The Polish government has been tracking a Russian military column in Belarus that has come to a stop near the Polish and Ukrainian border, just north of where many of the supplies are flowing through, said Michal Baranowski a senior fellow of the German Marshall Fund and the director of its office in Warsaw.
That threat, a Russian missile that dropped within miles of the Polish border and the strategic significance of the Ukrainian supply line are also why the NATO ally has pushed for the U.S. to provide it with two batteries of Patriot anti-missile systems, he said.

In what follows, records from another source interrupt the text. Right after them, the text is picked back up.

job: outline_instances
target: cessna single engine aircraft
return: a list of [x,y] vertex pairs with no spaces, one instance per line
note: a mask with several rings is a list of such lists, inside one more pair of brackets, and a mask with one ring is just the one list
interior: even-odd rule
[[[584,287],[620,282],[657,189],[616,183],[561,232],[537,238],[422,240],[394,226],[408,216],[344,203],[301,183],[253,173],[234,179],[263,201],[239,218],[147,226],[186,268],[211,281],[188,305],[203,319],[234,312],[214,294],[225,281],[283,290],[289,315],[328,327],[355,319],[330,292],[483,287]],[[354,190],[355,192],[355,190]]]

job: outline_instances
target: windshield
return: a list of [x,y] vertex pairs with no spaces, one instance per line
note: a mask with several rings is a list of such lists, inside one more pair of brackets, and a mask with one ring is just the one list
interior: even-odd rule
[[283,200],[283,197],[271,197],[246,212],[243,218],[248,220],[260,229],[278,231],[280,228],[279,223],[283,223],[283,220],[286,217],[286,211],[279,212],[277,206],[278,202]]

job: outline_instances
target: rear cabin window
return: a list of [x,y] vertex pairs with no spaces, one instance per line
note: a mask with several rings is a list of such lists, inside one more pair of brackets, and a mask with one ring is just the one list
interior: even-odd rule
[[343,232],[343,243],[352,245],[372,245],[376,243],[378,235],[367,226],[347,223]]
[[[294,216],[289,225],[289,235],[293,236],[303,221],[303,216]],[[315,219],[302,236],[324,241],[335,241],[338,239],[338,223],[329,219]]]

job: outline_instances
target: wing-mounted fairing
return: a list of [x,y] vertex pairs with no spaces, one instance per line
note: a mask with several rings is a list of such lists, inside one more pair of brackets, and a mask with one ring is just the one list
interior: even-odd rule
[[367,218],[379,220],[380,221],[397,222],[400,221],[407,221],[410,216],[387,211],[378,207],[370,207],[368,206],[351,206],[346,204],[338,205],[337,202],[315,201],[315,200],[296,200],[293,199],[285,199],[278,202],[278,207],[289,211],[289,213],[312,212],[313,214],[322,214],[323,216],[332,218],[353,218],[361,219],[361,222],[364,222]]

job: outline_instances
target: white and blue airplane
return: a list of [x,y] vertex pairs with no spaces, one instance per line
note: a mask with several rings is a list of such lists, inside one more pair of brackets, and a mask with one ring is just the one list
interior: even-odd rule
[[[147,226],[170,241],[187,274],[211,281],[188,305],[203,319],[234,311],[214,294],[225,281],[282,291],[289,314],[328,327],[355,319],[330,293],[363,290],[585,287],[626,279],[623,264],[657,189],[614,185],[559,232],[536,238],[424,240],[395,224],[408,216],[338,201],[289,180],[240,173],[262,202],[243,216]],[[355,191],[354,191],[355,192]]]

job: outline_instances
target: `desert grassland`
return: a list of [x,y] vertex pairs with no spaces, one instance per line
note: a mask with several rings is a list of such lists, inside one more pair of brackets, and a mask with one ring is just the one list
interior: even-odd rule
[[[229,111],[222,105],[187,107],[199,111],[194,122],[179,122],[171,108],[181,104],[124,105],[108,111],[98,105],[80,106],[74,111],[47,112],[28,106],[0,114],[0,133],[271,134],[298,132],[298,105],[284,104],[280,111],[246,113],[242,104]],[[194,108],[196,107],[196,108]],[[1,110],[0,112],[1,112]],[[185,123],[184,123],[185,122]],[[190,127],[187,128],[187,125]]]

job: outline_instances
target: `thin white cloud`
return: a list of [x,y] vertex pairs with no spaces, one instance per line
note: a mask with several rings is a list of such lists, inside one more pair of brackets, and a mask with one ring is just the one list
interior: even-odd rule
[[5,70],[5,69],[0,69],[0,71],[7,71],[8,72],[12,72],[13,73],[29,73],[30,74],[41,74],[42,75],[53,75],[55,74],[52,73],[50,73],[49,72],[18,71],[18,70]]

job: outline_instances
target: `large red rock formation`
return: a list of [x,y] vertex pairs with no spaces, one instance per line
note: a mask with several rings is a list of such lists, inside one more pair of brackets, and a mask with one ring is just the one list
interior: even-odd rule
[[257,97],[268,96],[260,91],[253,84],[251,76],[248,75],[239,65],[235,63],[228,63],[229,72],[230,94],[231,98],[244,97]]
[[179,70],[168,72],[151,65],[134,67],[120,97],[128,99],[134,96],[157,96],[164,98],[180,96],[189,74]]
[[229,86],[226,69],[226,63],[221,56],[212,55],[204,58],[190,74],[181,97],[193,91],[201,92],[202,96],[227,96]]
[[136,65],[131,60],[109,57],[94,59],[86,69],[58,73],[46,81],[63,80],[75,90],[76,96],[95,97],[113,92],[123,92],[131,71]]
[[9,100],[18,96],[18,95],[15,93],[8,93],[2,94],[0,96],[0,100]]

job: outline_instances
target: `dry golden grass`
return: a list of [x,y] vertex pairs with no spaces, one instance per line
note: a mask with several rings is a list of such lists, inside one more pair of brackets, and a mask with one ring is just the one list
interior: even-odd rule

“Both here in Poland and in NATO headquarters, we take the possibility — perhaps intended or unintended — some level of escalation or spillover seriously,” Baranowski said, noting that NATO allies in Eastern Europe noticed when Russian President Vladimir Putin said he wanted to push the border of the alliance back. “We think it unlikely, but so many unthinkable things have already happened.”
Unthinkable to Ukrainians, however, is that their war effort could fizzle out without that steady stream of supplies. It’s a concept as difficult to consider as the immense need within the country.
While Prytula has created a powerful supply center in Kyiv that moves equipment in bulk to soldiers, he still gets hundreds of individual calls every day pleading for equipment. Sometimes, it’s a wife of a soldier asking for a bulletproof vest, other times it’s an elderly person begging for a helmet.
They are tough calls to field, but he said he and his growing team of volunteers remain focused on their mission.
“Everyone understands what they need to do,” Prytula said. “That’s why it’s become a bit easier for me: I can share the responsibility and in this way we help each other.”